Deploying a machine learning application on a modern distributed system puts the spotlight on reliability, performance, security, and other operational concerns. In this in-depth guide, Yuan Tang, project lead of Argo and Kubeflow, shares patterns, examples, and hard-won insights on taking an ML model from a single device to a distributed cluster. Distributed Machine Learning Patterns provides dozens of techniques for designing and deploying distributed machine learning systems. In it, you’ll learn patterns for distributed model training, managing unexpected failures, and dynamic model serving. You’ll appreciate the practical examples that accompany each pattern along with a full-scale project that implements distributed model training and inference with autoscaling on Kubernetes. What’s Inside ● Data ingestion, distributed training, model serving, and more ● Automating Kubernetes and TensorFlow with Kubeflow and Argo Workflows ● Manage and monitor workloads at scale For data analysts and engineers familiar with the basics of machine learning, Bash, Python, and Docker. Yuan Tang is a project lead of Argo and Kubeflow, maintainer of TensorFlow and XGBoost, and author of numerous open source projects. Gerald Kuch was the tehnical editor for this book.
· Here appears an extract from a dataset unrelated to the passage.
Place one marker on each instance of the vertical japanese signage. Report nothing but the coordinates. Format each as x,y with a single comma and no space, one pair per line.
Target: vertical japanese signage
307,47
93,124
在现代分布式系统上部署机器学习应用时,我们逐渐将关注焦点转向了可靠性、性能、安全性以及解决这些问题所带来的运维挑战。 在这本深入的指南中,Argo 和 Kubeflow 的项目负责人唐源分享了将机器学习模型从单机环境迁移到复杂的分布式集群中的模式、示例和所积累的宝贵经验。 《分布式机器学习模式》将详细介绍数十种设计和部署分布式机器学习系统的技术。 你将通过使用各种模式解决如下问题:如何进行分布式模型训练、如何应对突发的系统故障,以及如何部署动态的模型服务。 本书为每种模式都配备了实际的案例分析,以及基于 Kubernetes 实现分布式模型训练和弹性推理的完整项目。 本书的主要内容: ● 数据摄取、分布式训练、模型服务等概念 ● 使用 Kubeflow 和 Argo 工作流在 Kubernetes 上实现 TensorFlow 的自动化部署 ● 管理和监控大规模机器学习工作负载 适合熟悉机器学习、Bash、Python 和 Docker 基础知识的数据分析师和工程师。 唐源是 Argo 和 Kubeflow 的项目负责人,同时也是 TensorFlow 和 XGBoost 项目的核心维护者,以及众多开源项目的作者。 杰拉尔德·库赫是本书的技术编辑。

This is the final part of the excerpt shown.